Sources in the Union Home Ministry said that a large scale movement of ITBP personnel deployed in law and order duties across the country are likely to be moved to various points along the LAC.
An Indian army convoy moves on the Srinagar- Ladakh highway at Gagangeer, northeast of Srinagar, India, Wednesday, June 17, 2020. (Photo | AP)
An Indian army convoy moves on the Srinagar- Ladakh highway at Gagangeer, northeast of Srinagar, India, Wednesday, June 17, 2020. (Photo | AP)

NEW DELHI: A massive shot in the arm for the army deployed at the Line of Actual Control (LAC) is likely to come in the form of at least 3000 personnel of the mountain trained paramilitary force, the Indo Tibetan Border Police.

Sources in the Union Home Ministry said that ITBP personnel deployed in law and order duties across the country are likely to be moved to various points along the LAC in the Ladakh and Jammu and Kashmir region within a few days.

Highly placed sources in the government said 15 companies of the paramilitary force, who were engaged in law and order duties, have already been moved from the union territory of Jammu and Kashmir to Ladakh.

"An additional 30 companies are likely to be sent to the LAC over the next few days," a source said. One company usually comprises 100-120 personnel.
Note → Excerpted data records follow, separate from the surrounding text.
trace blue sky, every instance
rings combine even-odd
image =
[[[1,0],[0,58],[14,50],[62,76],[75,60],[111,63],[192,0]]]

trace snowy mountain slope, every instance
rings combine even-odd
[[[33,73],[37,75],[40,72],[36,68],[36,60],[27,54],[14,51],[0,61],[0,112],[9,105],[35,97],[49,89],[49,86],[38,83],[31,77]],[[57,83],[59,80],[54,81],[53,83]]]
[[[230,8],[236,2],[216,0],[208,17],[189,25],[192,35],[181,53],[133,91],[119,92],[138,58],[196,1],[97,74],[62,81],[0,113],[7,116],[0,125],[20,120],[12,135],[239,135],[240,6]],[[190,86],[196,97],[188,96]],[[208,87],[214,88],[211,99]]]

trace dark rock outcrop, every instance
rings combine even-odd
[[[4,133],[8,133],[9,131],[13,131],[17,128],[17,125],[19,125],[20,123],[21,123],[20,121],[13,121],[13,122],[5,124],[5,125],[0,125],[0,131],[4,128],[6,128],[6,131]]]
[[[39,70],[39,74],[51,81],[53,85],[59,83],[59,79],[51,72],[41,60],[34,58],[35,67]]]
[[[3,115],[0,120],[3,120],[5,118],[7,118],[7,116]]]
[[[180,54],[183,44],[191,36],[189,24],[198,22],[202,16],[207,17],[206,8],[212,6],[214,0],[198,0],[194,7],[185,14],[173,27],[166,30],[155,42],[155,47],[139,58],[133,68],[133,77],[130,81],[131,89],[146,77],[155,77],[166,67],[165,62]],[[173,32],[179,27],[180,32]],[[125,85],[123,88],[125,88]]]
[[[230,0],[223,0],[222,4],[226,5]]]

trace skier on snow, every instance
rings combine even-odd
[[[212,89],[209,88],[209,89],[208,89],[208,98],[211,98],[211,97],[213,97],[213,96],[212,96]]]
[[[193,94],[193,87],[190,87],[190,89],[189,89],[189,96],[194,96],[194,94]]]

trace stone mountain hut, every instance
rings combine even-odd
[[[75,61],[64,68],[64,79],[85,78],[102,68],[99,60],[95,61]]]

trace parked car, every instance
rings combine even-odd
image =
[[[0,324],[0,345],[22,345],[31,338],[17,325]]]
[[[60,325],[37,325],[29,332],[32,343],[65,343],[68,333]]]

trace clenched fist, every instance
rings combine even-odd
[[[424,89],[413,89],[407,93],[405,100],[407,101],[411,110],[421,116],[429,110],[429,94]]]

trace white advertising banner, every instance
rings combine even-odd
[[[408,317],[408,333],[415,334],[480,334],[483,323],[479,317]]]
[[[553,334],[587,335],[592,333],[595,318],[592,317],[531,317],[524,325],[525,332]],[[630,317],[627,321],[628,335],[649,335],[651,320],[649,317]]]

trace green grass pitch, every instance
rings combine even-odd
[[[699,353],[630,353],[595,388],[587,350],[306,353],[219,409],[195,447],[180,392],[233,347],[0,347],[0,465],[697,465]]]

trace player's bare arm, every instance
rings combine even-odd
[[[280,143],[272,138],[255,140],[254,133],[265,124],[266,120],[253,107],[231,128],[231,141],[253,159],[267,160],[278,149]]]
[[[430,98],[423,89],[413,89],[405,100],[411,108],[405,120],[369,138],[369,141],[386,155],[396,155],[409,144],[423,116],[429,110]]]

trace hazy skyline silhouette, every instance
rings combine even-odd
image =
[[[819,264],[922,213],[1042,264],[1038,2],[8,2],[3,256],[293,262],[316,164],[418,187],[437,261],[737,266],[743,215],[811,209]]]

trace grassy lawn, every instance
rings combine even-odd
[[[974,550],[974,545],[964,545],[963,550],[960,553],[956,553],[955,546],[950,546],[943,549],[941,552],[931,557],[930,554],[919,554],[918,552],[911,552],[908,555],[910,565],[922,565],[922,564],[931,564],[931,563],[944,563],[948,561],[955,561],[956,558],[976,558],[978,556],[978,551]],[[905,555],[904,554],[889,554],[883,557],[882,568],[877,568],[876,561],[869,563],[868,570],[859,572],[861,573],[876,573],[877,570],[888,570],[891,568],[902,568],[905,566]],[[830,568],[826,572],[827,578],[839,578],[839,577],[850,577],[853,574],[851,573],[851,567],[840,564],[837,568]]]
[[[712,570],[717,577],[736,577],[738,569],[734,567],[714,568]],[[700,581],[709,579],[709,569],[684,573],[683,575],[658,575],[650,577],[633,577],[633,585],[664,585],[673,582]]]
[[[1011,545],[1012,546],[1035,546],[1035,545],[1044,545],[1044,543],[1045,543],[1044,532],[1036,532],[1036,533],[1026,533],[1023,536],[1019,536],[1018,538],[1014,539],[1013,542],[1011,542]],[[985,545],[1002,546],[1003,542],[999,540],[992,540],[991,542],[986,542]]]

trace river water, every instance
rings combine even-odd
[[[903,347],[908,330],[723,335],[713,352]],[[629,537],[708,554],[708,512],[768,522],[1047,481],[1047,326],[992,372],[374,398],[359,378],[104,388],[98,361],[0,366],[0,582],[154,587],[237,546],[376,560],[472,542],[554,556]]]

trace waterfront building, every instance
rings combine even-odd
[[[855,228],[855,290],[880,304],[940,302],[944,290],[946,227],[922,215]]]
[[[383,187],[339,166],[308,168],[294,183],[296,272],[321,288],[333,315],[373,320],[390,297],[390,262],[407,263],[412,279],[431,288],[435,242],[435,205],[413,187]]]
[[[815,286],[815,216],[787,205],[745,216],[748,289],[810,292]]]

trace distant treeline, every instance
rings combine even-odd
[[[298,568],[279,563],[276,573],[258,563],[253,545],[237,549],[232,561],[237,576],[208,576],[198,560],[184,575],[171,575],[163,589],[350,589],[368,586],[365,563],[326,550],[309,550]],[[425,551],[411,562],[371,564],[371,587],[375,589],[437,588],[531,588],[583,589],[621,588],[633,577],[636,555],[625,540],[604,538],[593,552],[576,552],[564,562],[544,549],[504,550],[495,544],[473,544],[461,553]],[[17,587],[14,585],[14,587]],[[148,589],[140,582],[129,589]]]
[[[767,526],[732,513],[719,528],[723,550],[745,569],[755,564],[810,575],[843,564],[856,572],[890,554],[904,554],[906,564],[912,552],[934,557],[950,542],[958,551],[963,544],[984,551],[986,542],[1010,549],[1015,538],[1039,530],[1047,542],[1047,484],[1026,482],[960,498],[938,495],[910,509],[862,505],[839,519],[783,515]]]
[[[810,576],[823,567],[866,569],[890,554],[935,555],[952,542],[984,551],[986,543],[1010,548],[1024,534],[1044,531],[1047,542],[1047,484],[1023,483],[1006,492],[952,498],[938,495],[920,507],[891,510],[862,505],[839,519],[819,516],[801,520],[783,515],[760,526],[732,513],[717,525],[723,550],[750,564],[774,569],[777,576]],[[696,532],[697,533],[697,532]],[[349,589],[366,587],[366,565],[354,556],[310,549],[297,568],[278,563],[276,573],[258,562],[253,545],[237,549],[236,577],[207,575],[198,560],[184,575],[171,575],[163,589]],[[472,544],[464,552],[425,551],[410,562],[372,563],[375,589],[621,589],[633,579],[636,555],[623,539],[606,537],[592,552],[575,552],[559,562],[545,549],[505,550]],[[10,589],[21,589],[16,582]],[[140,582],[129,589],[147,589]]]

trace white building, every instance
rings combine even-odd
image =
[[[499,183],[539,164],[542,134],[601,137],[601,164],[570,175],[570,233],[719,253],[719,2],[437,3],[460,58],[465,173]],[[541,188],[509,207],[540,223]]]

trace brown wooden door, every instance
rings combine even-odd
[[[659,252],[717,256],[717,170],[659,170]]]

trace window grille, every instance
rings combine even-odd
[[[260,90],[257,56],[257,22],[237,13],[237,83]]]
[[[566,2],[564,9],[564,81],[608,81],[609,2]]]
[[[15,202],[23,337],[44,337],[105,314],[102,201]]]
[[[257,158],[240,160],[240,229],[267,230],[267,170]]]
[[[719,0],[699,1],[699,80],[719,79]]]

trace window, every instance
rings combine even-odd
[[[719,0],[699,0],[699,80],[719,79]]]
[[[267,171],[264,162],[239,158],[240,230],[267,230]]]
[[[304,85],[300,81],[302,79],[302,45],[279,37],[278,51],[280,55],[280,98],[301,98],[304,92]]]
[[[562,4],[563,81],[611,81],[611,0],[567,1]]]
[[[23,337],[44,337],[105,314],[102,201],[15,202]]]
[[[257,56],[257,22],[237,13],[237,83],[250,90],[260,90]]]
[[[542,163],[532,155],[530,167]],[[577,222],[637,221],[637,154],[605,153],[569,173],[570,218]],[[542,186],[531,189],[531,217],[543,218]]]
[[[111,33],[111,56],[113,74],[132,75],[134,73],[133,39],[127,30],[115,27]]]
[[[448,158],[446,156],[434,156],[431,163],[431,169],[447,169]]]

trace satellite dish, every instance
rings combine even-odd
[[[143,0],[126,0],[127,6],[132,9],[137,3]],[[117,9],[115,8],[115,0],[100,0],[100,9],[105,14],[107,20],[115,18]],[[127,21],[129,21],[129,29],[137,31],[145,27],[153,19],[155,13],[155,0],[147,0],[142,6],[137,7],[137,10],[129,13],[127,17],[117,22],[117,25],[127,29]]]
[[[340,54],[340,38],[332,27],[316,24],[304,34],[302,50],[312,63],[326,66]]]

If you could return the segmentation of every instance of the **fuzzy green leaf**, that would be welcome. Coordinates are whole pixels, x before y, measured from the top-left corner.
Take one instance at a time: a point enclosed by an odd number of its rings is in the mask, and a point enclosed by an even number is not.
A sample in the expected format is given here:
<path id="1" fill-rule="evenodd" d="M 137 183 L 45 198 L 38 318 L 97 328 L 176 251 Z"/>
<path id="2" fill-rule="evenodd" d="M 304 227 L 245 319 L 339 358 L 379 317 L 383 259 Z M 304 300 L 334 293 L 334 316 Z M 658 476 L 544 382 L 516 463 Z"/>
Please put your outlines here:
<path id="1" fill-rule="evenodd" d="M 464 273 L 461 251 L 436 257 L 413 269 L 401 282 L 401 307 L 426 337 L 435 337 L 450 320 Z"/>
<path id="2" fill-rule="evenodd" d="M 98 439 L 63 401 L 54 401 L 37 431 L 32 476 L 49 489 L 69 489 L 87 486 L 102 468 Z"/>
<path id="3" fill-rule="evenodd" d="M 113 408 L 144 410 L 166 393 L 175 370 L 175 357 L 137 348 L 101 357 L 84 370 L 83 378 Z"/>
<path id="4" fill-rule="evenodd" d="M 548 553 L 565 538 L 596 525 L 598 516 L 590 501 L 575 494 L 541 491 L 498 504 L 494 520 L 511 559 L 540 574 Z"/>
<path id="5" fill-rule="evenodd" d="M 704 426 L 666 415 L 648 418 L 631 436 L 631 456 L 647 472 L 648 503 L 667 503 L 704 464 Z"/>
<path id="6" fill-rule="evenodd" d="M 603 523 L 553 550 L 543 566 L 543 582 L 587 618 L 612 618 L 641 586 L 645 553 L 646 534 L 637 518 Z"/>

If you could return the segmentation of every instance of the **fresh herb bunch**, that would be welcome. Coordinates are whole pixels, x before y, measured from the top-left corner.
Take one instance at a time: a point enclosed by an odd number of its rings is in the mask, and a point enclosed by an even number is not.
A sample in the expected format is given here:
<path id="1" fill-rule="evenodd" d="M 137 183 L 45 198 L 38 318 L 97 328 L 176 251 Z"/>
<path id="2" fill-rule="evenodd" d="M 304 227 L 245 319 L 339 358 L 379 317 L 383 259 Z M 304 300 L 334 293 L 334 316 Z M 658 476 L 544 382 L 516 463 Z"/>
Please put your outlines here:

Around 7000 troops of ITBP remain deployed along the LAC in Jammu and Kashmir and Ladakh region at any given time.

Massive deployment of armed forces is underway at various points along the LAC, including at Galwan Valley of Ladakh, where 20 Indian soldiers were clubbed to death by Chinese People's Liberation Army (PLA) troops on the intervening night of June 15/16.

The deployment of significant forces of ITBP will come as a force multiplier for the army because the paramilitary force needs no introduction to hostile terrain of Ladakh. It already possesses a great deal of experience of these mountains.

ITBP troops are deployed at 190 border outposts (BoPs) along the LAC in Jammu & Kashmir, Himachal Pradesh, Sikkim, Arunachal Pradesh and Uttarakhand in difficult terrains amid harsh climatic conditions where at some places, temperature even dips down to minus 50 degree Celsius.

It is the ITBP that has served as the border force, the eyes-and-ears of the Indian security establishment, all along the 3488 km long LAC between India and China, a lot of region of which falls along high-altitude areas.

Some of these posts which are manned by ITBP soldiers are as high up as 18,900 feet, considered 'extremely high altitude' zone in defence parlance.

All personnel of the force, from the jawan to senior officers, receive a one year long high altitude training.

The paramilitary force also runs the 'Mountaineering and Skiing Institute' which imparts specialised training in mountaineering, skiing, survival at high altitudes, conducting rescue operations and in river rafting.

The same institute also conducts pre-Antarctica induction training for the Indian expedition in Snow/Ice Craft and survival techniques at high altitudes.

Sources also say that ITBP will be deployed keeping in mind the new "rules of engagement" or the SOP when it comes to handling weapons along the border that India shares with China. 

After PLA troops attacked and killed 20 Indian soldiers with spiked clubs, security officials say, that the 1996 joint agreement between the two countries, which forbade the use of service weapons along the border - "neither side shall open fire or conduct blast operations within 2 km of the Line of Actual Control" - is being reconsidered.